The questions aren’t just about Biden’s years in office. Responding in April to the women who accused him of unwelcome physical contact, Biden acknowledged that he’d come up in a different era, and that he knew he’d need to change with the changing times. He snaps sometimes. He can ramble. The references can be dated, as when shortly after he launched his campaign, he mixed up Theresa May and Margaret Thatcher. When he has these gaffes, rivals and pundits ascribe added significance. He is deft with selfies, but also defends himself by pointing out things like being the deciding vote on the Gurney Amendment (which happened in 1974).
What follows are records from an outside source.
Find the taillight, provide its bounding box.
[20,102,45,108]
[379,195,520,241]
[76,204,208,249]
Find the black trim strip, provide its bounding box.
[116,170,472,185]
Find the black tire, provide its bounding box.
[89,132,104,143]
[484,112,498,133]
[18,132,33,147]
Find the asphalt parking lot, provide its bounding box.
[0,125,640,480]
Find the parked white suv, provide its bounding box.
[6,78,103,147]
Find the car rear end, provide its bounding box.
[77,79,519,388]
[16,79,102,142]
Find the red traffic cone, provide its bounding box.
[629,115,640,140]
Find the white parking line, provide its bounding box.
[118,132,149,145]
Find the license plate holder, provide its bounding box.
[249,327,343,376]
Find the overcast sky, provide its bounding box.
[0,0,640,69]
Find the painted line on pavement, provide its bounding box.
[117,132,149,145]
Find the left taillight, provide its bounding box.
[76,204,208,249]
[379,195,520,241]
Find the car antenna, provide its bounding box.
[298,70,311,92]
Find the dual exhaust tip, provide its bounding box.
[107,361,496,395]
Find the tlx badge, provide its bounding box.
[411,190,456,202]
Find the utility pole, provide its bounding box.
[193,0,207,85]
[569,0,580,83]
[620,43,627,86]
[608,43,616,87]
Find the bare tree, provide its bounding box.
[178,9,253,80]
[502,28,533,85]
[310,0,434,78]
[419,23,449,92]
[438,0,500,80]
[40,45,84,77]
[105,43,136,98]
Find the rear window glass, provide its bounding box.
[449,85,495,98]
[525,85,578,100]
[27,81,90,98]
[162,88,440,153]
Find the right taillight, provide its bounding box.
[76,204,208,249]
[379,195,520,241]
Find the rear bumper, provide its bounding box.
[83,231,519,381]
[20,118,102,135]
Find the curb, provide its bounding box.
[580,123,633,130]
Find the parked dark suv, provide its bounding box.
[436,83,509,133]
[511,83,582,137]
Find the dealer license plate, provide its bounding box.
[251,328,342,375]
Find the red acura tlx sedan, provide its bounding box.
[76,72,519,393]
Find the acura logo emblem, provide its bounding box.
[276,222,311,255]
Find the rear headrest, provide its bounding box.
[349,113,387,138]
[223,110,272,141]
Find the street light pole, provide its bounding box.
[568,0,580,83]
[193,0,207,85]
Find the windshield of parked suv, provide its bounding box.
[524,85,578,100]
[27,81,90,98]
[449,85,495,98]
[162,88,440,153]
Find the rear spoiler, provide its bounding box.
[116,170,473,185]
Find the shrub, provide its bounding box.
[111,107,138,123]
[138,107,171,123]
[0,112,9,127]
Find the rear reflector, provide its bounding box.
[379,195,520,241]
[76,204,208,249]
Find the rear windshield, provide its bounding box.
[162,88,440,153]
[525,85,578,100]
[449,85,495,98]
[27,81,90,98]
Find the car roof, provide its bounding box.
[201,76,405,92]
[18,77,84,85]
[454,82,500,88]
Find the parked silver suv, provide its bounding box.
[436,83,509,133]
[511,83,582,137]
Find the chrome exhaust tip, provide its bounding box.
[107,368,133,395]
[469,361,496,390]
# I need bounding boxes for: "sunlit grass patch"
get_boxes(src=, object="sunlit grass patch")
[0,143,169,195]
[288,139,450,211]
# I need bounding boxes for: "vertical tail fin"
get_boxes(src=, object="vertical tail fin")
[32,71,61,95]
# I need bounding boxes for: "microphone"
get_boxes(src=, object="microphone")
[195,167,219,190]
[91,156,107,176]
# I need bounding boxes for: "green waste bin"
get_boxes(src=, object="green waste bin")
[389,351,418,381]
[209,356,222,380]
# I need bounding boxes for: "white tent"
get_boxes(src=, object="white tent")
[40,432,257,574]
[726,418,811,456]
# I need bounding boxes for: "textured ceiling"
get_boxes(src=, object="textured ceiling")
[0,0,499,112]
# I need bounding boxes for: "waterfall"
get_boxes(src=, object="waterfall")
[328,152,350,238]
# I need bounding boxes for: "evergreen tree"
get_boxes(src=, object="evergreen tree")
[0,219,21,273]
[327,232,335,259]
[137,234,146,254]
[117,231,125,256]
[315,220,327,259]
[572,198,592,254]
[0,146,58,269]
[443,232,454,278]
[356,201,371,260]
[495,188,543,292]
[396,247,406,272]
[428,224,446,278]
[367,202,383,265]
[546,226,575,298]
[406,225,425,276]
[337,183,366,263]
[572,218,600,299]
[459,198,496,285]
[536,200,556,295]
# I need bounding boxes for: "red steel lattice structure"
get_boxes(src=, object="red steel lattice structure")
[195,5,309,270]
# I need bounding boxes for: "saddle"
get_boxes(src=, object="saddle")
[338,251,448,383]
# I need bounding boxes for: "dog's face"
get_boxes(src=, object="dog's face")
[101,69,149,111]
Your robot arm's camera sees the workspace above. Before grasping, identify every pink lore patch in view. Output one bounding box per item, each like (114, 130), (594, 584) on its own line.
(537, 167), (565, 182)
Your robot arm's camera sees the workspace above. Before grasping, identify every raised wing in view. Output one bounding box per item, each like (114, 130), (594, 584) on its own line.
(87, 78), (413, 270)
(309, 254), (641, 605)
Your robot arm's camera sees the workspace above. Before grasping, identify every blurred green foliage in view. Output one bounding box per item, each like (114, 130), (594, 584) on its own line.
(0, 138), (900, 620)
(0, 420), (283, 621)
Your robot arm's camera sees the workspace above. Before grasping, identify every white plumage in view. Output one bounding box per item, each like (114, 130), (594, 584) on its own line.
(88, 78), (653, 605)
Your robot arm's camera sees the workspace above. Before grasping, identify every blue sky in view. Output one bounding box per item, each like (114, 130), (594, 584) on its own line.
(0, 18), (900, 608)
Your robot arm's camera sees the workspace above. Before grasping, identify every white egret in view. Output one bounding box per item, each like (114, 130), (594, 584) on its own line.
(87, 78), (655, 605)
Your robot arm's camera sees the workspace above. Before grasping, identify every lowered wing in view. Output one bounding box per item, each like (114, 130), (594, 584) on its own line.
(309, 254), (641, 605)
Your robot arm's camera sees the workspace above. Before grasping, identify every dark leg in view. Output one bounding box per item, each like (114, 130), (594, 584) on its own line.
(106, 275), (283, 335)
Since he entered the race this spring, he’s spent more days off the trail than on (though, notably, he often meets with supporters for longer than his rivals, and on the day of that big fish-fry event in South Carolina two Fridays ago, he was the last candidate to leave).
Then there was his exchange with Senator Kamala Harris of California at last week’s debate, when she went after him for his opposition to public-school busing in the 1970s. Biden’s surprised response prompted a number of people to use the words old and weak with me. Calling him out of touch and unapologetic is how the Harris campaign has kept going after him, even as Biden and his aides have responded by calling her grasping and opportunistic (including by pointing to comments on Wednesday in which Harris got tangled up trying to give her own position on busing).
Or there’s the story he told last weekend at a Seattle fundraiser, of how it would have been okay to make fun of a “gay waiter” five years ago. He told the same story in 2014, as having been okay 15 years before. Five years ago, he illustrated the story with an imitation of the waiter, with a put-on lisp.